Related
Author and investigative reporter Charles Bowden died Saturday at his home in Arizona at the age of 69. Watch one of our most recent interviews with him in April 2010, when he had just published “Murder City: Ciudad Juárez and the Global Economy’s New Killing Fields.”
See all of Bowden’s interviews on Democracy Now!
Bowden reported extensively for newspapers and magazines, and authored 11 books, many about drug violence in Mexico after the passage of NAFTA. In 1998 he wrote “Juárez: The Laboratory of our Future,” with a preface by Noam Chomsky, an afterword by Eduardo Galeano, and graphic images taken by Mexican photographers.

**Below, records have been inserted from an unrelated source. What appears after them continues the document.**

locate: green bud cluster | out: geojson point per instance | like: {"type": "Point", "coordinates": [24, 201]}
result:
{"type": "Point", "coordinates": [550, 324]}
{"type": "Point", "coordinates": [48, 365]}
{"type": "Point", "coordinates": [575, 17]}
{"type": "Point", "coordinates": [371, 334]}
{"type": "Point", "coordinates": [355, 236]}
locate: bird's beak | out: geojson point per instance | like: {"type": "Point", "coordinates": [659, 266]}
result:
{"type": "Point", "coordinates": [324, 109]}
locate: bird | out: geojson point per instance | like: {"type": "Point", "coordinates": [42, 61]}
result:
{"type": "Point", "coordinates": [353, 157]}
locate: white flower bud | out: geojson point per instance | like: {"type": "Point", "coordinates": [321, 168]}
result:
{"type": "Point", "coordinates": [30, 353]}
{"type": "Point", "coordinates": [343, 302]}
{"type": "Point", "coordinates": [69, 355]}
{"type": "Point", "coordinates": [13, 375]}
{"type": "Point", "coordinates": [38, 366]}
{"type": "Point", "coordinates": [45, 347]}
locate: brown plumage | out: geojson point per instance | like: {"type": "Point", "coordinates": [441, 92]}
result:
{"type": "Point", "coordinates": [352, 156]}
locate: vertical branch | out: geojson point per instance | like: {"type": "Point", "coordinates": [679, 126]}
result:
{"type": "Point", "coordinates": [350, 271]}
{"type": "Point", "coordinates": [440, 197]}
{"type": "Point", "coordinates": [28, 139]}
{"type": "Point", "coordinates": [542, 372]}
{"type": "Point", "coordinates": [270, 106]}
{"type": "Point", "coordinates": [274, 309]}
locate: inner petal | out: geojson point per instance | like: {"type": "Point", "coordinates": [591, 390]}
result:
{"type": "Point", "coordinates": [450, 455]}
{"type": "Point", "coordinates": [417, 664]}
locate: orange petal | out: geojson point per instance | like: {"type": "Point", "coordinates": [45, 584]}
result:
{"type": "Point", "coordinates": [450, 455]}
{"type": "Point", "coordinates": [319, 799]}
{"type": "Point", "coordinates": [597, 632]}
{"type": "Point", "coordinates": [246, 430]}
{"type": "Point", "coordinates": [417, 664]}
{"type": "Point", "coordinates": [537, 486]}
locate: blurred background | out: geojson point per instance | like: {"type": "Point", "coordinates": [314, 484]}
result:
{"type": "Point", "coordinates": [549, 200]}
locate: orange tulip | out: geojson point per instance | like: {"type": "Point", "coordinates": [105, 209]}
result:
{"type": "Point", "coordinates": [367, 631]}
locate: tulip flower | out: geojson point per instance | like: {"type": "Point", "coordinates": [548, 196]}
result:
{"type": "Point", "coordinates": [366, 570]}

Many journalists admired Bowden’s prose and dedication to the craft. Cartoonist Max Cannon told The Tucson Sentinel: “He lived on his own terms to the extreme — he was a master wordsmith, a detective, a poet, a scholar, a gentleman rogue, and a fearless traveler into humanity’s darkest places.”
The Arizona Republic noted that Bowden’s work as a reporter followed his first career as a history professor.
[Bowden] left a position teaching history at the University of Chicago, worked in manual labor for some time, and eventually became a reporter for the now-defunct Tucson Citizen. There he spent years reporting on gruesome crimes before he moved on to other investigative journalism, [writer Barry] Graham said.
“He would actually refer to a book or an article as a song,” Graham said. “He taught me to go to some of the ugliest, darkest places in life but not to write a horror story about it. To go where most of us really don’t want to go but, essentially, to sing a song about it. To capture the music of what happened.”